# Has anyone upgraded form the MIV to the 1DX and was it worth it?



## KABfoto (Aug 23, 2012)

I am curious is anyone on this site has been able to get their hands on a 1DX yet? If so, I am mostly wondering if they upgraded straight form the 1D MIV? That si what I shoot with now and was curious about wether or not they feel it was worth the upgrade and why?

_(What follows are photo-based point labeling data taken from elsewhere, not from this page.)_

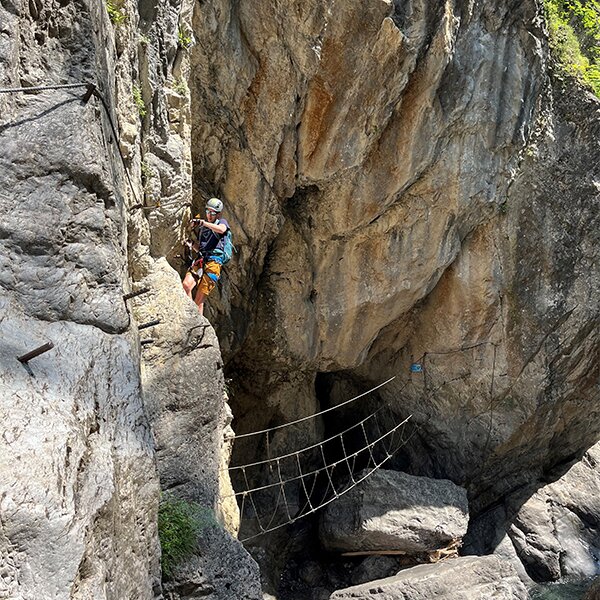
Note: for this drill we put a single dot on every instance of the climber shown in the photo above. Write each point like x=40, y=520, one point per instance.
x=205, y=270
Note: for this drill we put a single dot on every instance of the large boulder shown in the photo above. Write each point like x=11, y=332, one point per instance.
x=557, y=531
x=466, y=578
x=392, y=511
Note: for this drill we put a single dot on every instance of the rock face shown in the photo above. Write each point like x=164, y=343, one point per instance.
x=556, y=531
x=79, y=488
x=182, y=376
x=472, y=578
x=426, y=227
x=398, y=512
x=405, y=184
x=78, y=485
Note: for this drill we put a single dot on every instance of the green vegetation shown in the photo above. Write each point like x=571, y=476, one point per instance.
x=179, y=524
x=184, y=38
x=116, y=11
x=136, y=92
x=574, y=27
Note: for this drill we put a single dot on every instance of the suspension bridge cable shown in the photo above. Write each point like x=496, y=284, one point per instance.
x=318, y=414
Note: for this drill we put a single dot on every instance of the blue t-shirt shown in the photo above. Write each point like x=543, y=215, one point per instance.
x=210, y=240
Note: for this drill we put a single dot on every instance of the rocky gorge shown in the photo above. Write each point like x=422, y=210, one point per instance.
x=414, y=193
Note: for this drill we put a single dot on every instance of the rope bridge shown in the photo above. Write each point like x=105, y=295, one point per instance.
x=299, y=483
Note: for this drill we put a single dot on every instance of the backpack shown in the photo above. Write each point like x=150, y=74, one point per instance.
x=228, y=247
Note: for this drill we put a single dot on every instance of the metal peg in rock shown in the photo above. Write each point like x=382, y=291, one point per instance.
x=134, y=294
x=36, y=352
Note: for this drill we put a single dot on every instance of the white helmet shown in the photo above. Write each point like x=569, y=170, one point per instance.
x=214, y=204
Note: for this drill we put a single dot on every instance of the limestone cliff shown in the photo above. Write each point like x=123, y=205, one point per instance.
x=408, y=182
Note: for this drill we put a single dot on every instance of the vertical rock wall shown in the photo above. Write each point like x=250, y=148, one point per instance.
x=92, y=194
x=78, y=486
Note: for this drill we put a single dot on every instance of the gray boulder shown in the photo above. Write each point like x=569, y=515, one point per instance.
x=557, y=531
x=394, y=511
x=466, y=578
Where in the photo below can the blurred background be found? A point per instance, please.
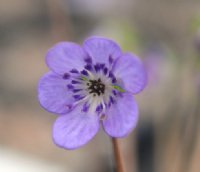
(165, 34)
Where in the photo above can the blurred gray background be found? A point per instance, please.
(164, 33)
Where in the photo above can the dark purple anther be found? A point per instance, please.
(111, 100)
(110, 59)
(74, 71)
(76, 90)
(75, 82)
(88, 60)
(114, 92)
(66, 76)
(88, 67)
(99, 108)
(70, 86)
(105, 71)
(85, 107)
(102, 65)
(97, 67)
(111, 75)
(77, 97)
(84, 72)
(114, 80)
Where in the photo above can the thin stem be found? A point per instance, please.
(117, 155)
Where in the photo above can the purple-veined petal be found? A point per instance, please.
(130, 70)
(75, 129)
(53, 93)
(121, 117)
(65, 56)
(102, 50)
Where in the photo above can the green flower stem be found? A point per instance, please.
(117, 155)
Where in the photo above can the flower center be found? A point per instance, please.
(96, 87)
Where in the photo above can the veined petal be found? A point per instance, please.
(75, 129)
(102, 50)
(65, 56)
(53, 93)
(129, 69)
(121, 117)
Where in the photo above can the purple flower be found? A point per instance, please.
(88, 85)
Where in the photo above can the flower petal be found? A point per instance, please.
(65, 56)
(102, 50)
(122, 116)
(129, 69)
(53, 93)
(75, 129)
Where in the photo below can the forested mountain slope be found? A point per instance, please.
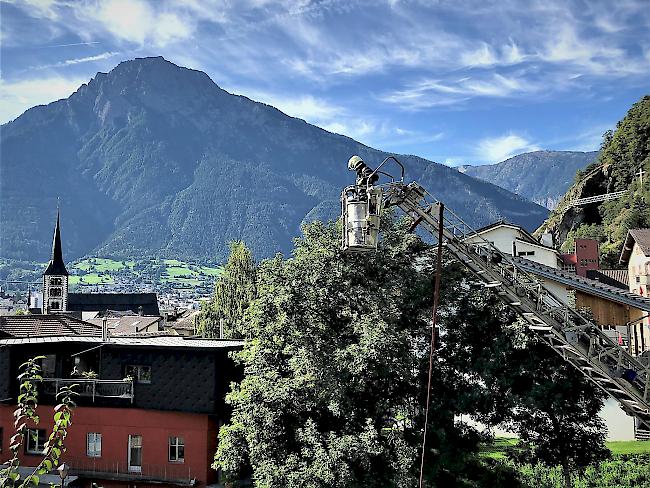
(541, 176)
(152, 159)
(624, 152)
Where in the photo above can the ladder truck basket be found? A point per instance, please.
(360, 208)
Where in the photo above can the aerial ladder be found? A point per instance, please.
(577, 339)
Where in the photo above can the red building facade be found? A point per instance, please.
(155, 428)
(98, 444)
(584, 257)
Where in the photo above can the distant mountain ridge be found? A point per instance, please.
(621, 166)
(155, 160)
(540, 176)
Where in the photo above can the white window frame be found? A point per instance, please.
(94, 444)
(137, 372)
(134, 468)
(175, 442)
(31, 438)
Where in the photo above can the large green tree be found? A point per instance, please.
(233, 292)
(335, 370)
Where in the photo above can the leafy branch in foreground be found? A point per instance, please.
(26, 415)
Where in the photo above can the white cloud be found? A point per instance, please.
(39, 8)
(85, 59)
(18, 96)
(497, 149)
(136, 21)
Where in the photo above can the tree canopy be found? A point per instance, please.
(233, 292)
(335, 370)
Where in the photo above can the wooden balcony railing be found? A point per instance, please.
(99, 468)
(91, 388)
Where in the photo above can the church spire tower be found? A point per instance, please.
(55, 278)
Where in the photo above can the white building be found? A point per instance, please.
(516, 241)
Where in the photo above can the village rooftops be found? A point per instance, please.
(46, 325)
(147, 303)
(639, 236)
(585, 285)
(129, 324)
(156, 341)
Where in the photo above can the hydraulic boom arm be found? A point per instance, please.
(573, 336)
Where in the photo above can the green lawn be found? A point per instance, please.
(496, 450)
(100, 265)
(95, 279)
(629, 447)
(211, 271)
(174, 271)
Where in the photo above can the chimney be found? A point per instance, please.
(105, 329)
(547, 239)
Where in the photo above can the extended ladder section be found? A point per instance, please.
(605, 197)
(578, 340)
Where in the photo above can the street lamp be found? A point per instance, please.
(63, 473)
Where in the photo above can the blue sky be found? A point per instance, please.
(454, 81)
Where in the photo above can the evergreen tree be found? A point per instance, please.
(233, 292)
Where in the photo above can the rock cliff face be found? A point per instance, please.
(541, 176)
(625, 153)
(152, 159)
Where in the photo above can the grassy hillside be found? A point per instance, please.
(91, 272)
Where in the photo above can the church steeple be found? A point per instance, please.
(55, 278)
(56, 265)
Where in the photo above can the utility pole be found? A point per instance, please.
(640, 174)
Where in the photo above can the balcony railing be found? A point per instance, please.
(98, 468)
(90, 388)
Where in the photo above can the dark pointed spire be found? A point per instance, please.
(56, 265)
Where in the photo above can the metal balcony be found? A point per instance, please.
(90, 388)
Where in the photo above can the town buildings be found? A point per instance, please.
(149, 408)
(150, 402)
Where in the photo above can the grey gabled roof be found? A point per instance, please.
(641, 237)
(614, 277)
(121, 302)
(56, 266)
(32, 325)
(585, 285)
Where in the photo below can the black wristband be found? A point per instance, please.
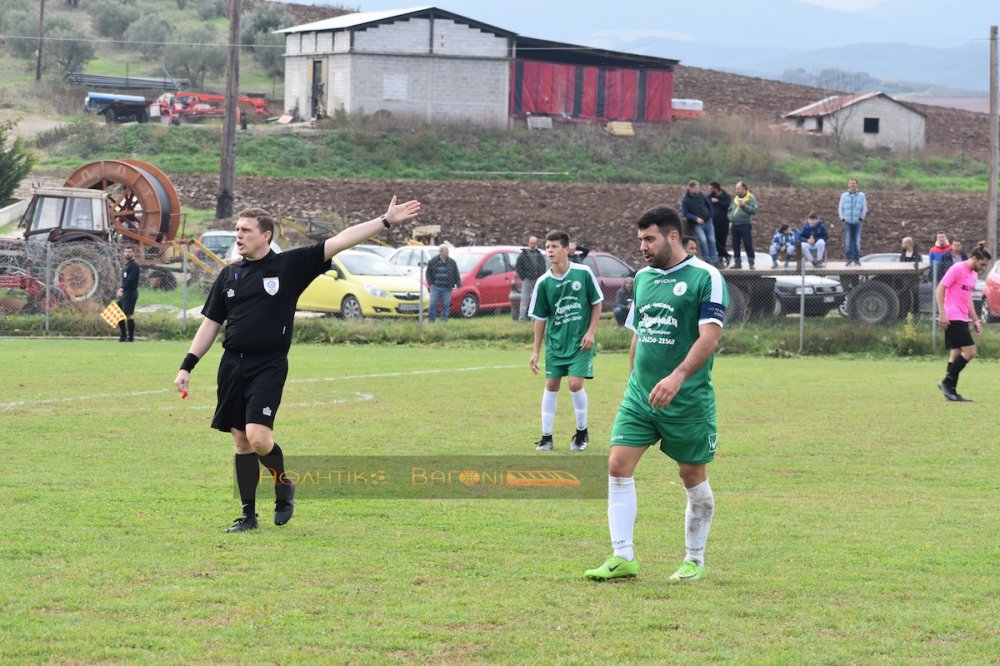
(189, 362)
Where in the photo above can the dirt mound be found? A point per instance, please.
(595, 215)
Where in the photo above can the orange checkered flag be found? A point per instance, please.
(112, 314)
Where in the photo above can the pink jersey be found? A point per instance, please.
(959, 283)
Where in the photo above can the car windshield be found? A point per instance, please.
(368, 264)
(467, 260)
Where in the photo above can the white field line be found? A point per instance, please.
(6, 406)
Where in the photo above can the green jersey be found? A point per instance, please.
(667, 308)
(564, 302)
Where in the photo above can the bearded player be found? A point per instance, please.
(678, 308)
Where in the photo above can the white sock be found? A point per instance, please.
(698, 521)
(622, 507)
(549, 400)
(580, 407)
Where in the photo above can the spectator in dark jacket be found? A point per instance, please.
(813, 237)
(530, 266)
(623, 301)
(442, 276)
(697, 210)
(720, 218)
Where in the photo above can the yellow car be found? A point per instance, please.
(362, 284)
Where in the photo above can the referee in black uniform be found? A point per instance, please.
(256, 298)
(128, 295)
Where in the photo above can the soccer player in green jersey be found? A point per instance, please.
(566, 306)
(679, 303)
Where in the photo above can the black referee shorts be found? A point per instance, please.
(249, 390)
(957, 335)
(127, 302)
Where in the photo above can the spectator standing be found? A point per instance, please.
(956, 307)
(783, 245)
(530, 266)
(442, 276)
(908, 254)
(853, 210)
(697, 209)
(623, 301)
(720, 218)
(940, 248)
(741, 211)
(128, 296)
(813, 237)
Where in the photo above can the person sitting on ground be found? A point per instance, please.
(813, 237)
(783, 245)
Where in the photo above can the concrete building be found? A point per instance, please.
(874, 120)
(440, 67)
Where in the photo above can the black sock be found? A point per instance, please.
(247, 477)
(958, 365)
(275, 464)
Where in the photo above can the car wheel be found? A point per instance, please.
(350, 308)
(469, 307)
(873, 303)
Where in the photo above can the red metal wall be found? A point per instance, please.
(590, 93)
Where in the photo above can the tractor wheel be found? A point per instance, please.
(47, 299)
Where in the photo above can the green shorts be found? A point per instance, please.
(582, 365)
(688, 443)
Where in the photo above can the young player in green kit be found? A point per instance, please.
(678, 308)
(566, 306)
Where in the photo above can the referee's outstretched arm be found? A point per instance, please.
(395, 214)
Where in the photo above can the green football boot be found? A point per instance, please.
(614, 567)
(688, 571)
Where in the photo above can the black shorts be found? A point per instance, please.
(957, 335)
(127, 302)
(249, 390)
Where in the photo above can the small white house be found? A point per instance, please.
(423, 62)
(874, 120)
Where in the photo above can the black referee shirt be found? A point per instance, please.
(257, 299)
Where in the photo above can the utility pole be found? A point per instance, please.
(991, 215)
(41, 31)
(227, 174)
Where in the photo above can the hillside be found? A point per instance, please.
(948, 129)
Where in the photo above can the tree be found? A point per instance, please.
(197, 53)
(16, 160)
(112, 18)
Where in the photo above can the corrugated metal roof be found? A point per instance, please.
(834, 103)
(366, 19)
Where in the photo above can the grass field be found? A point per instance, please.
(856, 518)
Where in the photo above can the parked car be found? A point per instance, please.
(925, 291)
(487, 275)
(381, 250)
(361, 284)
(218, 241)
(822, 294)
(410, 258)
(989, 302)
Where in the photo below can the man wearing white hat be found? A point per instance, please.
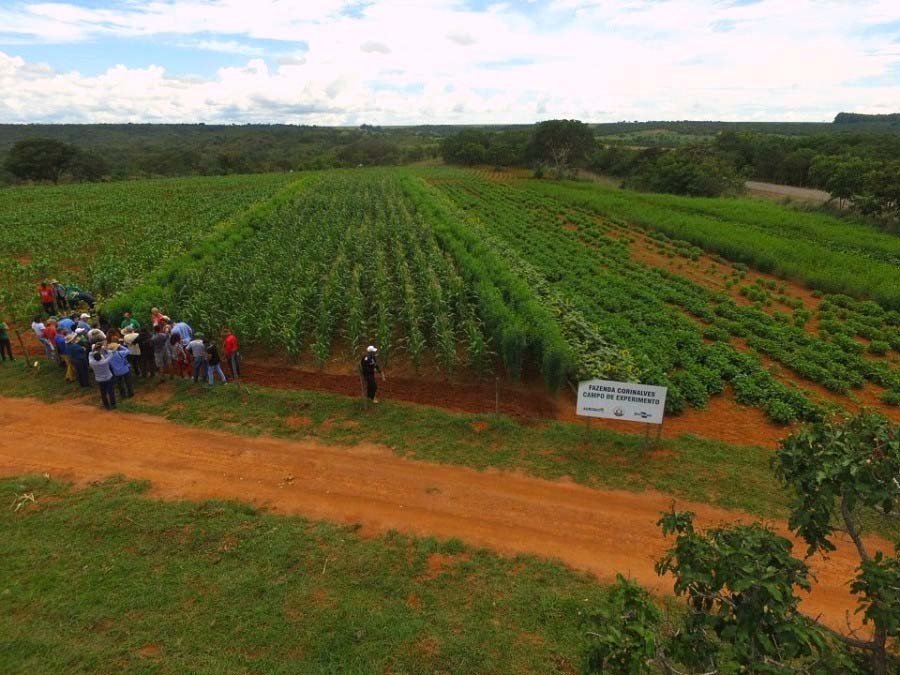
(368, 367)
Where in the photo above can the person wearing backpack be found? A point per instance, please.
(213, 363)
(100, 363)
(368, 367)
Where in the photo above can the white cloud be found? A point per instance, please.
(371, 47)
(227, 47)
(436, 61)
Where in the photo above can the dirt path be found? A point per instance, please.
(602, 532)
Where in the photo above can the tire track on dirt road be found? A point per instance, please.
(599, 531)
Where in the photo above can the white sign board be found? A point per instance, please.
(621, 401)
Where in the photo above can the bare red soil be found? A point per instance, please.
(600, 531)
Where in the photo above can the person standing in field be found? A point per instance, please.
(5, 344)
(134, 349)
(147, 358)
(48, 297)
(61, 294)
(128, 320)
(100, 364)
(368, 367)
(183, 331)
(83, 322)
(39, 329)
(66, 323)
(59, 342)
(62, 348)
(213, 362)
(118, 362)
(181, 361)
(232, 355)
(78, 356)
(197, 350)
(162, 352)
(157, 317)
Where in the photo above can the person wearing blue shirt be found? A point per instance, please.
(83, 323)
(118, 362)
(183, 331)
(99, 361)
(60, 343)
(77, 354)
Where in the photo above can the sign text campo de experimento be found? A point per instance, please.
(621, 401)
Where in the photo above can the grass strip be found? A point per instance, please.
(104, 579)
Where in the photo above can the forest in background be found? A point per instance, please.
(856, 158)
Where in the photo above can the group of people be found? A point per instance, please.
(55, 297)
(117, 355)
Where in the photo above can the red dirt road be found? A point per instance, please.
(602, 532)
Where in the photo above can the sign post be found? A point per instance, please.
(627, 401)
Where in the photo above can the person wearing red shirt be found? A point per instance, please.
(230, 350)
(48, 297)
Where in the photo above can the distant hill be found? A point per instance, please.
(892, 119)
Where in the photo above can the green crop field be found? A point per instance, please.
(485, 276)
(107, 237)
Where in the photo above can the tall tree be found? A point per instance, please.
(836, 469)
(562, 144)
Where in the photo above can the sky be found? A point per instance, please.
(391, 62)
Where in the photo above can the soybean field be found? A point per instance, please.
(475, 274)
(108, 236)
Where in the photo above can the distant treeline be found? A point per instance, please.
(862, 168)
(130, 150)
(860, 122)
(856, 161)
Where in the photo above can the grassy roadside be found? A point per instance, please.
(104, 579)
(732, 477)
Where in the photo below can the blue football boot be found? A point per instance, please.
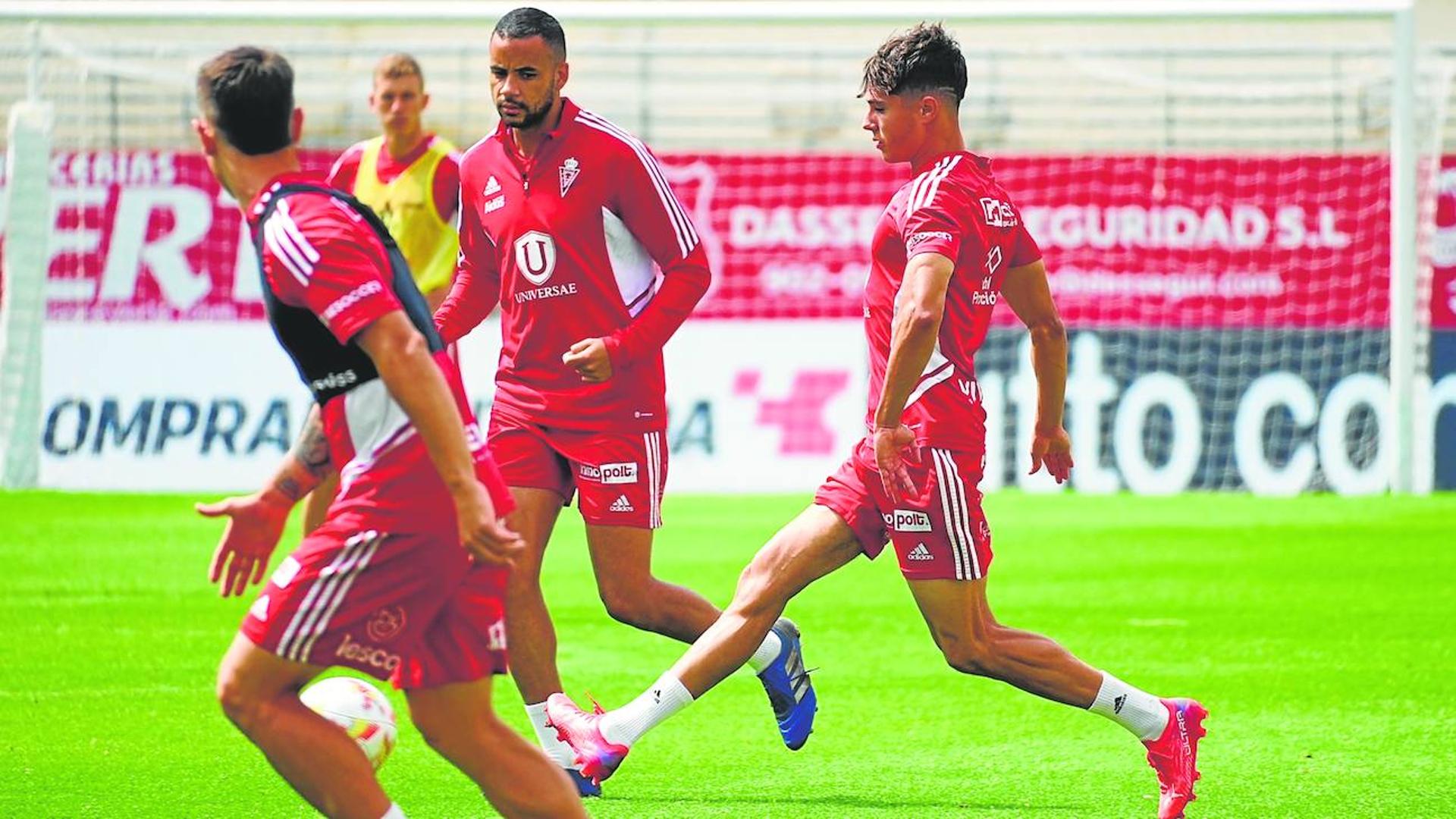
(788, 687)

I shoot mostly wildlife and sports, but I do dabble in some artistic stuff...mostly a little bit of MACRO work and some industrial and/or abandoned structures. I do plan on moving into other areas of photography in the near future. I cannot name all of them, but can say it will NOT be wedding photography. So while your reasons vs my reasons for a possible upgrade might vary, I am still interested in hearing why you upgraded and if you feel like it was worth it.


----------



## MLeeK (Aug 23, 2012)

There's one guy in here rarely who has the 1DX. I know if I had the funds I'd be all over it... but I shoot sports-there's power in that camera for sports! I do have a friend (who has more money than brains) who is "thinking" on it. Which means he'll have one before football season is out. I can't wait to get my hands on it!

I live vicariously through him!


----------



## rexbobcat (Aug 23, 2012)

I want just so that for the next four years I'll never have to hear someone say: "Oh. You have a 1D? Well I have the newest 1DIV. Actually, I have two."

I want to be gear top-dog for once


----------